How cats can create conflict

Recently I wrote about our fascinating relationship to cats … and dogs’ relationships to cats. Living with cats has given the brain parasite toxoplasmosis a chance to thrive. The parasite makes people more aggressive … and it affects humans and dogs. A higher than average proportion of our world leaders and business leaders are infected.

It makes me wonder whether the success of Australian first nations people – and their generally peaceful way of life and cooperation with nations and other animals – was in part to do with a complete absence of cats from the continent at that time. Since then, people with their cats and dogs, have marched across the Earth. Maybe our planet’s cultures have become a little more hostile?

We need more respect for animals

So, how can we learn the true value of dogs, wolves or any animal for our own survival?

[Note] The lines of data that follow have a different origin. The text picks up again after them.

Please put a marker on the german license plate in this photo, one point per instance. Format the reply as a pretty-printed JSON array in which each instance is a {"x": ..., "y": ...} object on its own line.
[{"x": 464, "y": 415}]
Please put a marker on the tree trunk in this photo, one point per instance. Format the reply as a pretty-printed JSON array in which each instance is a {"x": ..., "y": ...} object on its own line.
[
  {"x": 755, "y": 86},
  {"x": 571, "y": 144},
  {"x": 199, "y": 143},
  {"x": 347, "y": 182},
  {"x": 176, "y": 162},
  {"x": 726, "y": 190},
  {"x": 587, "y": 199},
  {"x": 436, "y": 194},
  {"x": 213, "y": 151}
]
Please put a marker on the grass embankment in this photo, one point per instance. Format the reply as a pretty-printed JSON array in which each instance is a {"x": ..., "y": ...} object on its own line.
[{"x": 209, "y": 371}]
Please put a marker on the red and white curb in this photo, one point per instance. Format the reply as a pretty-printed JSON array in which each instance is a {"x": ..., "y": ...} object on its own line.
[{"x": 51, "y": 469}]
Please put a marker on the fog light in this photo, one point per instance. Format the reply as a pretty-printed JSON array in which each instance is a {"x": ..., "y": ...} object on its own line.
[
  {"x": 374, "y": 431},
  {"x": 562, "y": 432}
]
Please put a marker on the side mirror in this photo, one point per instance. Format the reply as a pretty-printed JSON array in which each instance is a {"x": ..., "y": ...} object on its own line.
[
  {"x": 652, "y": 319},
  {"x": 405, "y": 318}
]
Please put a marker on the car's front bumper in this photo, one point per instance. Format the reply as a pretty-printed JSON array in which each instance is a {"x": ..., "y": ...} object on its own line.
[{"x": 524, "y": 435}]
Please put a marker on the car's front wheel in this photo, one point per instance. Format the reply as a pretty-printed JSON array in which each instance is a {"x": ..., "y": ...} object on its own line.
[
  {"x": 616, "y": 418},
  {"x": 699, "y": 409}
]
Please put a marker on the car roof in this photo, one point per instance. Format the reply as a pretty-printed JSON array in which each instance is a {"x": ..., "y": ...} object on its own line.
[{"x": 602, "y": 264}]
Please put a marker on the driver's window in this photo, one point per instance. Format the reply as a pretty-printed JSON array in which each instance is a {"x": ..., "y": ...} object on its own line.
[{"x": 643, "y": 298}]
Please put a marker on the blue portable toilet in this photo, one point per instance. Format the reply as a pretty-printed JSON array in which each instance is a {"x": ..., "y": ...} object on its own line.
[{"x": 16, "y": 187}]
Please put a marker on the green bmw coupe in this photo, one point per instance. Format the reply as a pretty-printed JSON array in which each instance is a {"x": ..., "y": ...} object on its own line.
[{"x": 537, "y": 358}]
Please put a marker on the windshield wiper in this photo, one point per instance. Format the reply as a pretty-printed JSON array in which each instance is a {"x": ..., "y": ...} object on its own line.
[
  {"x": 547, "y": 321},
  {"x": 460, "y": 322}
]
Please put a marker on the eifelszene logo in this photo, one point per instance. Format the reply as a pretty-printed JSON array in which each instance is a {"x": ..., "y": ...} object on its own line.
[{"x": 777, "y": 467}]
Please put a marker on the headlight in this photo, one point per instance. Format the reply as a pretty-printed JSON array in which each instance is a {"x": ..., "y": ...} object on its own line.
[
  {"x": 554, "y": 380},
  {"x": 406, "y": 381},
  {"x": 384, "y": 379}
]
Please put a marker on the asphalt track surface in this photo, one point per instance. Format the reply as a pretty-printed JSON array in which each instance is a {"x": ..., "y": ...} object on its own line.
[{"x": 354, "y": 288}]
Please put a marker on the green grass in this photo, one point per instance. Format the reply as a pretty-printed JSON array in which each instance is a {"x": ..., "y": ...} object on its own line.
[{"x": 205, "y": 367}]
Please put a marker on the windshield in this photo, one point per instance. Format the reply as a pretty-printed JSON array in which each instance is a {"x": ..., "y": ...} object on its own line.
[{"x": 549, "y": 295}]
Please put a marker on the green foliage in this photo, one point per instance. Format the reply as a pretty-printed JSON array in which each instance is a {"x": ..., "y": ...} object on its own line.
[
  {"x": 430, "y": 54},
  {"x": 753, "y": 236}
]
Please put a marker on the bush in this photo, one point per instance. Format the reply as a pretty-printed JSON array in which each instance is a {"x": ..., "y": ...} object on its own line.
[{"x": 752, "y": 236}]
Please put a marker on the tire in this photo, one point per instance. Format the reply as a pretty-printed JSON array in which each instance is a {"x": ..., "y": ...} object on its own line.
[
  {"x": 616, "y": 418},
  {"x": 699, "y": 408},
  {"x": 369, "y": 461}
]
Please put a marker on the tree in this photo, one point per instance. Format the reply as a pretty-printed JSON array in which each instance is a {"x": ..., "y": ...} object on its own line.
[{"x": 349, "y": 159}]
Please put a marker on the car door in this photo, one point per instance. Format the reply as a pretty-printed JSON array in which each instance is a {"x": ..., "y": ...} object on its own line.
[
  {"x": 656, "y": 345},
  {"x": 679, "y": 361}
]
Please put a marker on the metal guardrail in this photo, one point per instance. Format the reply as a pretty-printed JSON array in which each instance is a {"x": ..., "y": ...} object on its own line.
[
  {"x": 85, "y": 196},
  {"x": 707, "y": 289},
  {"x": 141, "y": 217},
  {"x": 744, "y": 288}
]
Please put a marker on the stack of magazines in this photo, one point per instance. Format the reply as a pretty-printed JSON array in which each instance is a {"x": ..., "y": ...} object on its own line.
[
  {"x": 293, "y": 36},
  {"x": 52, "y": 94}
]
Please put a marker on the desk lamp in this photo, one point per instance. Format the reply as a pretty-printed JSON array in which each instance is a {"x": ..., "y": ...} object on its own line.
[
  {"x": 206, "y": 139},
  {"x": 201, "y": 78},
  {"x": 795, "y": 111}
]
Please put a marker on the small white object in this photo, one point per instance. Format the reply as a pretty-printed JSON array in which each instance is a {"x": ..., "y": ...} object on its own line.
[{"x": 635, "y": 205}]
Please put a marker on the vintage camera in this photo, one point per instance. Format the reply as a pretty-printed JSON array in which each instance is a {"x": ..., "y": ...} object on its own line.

Science doesn’t have all the answers. In Beastly, Carew speaks of the cruel experiments done by early scientists on animals in vain effort to reveal their true nature. While one might hope this has changed, I don’t think it has.

Scientists now dissect the brains of jumping spiders to ‘prove’ they can develop plans and have the ability of memory, forethought and even dreaming. Many of the experiments are terrible and the results are publicised as groundbreaking, monumental discoveries. But anyone who spends five minutes with a spider can see this happening.

You can literally see jumping spiders calculating the route most likely to yield a successful predation attempt. They are a sophisticated and successful group of animals that clearly has a sense of understanding, even empathy for its surroundings – and that includes people, with whom they are able to seek cooperation. There are Facebook groups of people who breed and keep jumping spiders as pets and they clearly develop trust as they would a pet dog or cat.

We know spiders are sophisticated because they form the basis for some of the most biodiverse habitats on Earth. It’s impossible for animals to be this successful without being complex organisms, able to think and develop their own culture. Their actions sequester carbon at higher rates, meaning humans have soil in which to grow food. We don’t need to experiment on spider brains to understand this.

What dogs teach us about our own survival instincts

You’d think, of all the animals in the world, we’d be able to understand dogs best as we live with them every day. Given the chance, dogs will choose to live among humans as a survival instinct. They’ve learnt not to ‘bite the hand that feeds’ but all relationships are two-way.

The freedoms that we deny ourselves are the same freedoms enjoyed by more remote communities. That’s not to say they don’t have strict laws. But these are designed to benefit the community as a whole.

The way we treat each other and the way we treat wild animals are strongly connected and we can see that when we observe people and dogs interacting the way they always have. In our western society, it’s fear that makes us think we need to be killing wolves but that also denies our community the chance to discover greater benefits. It’s that we don’t know what we stand to gain from living among them.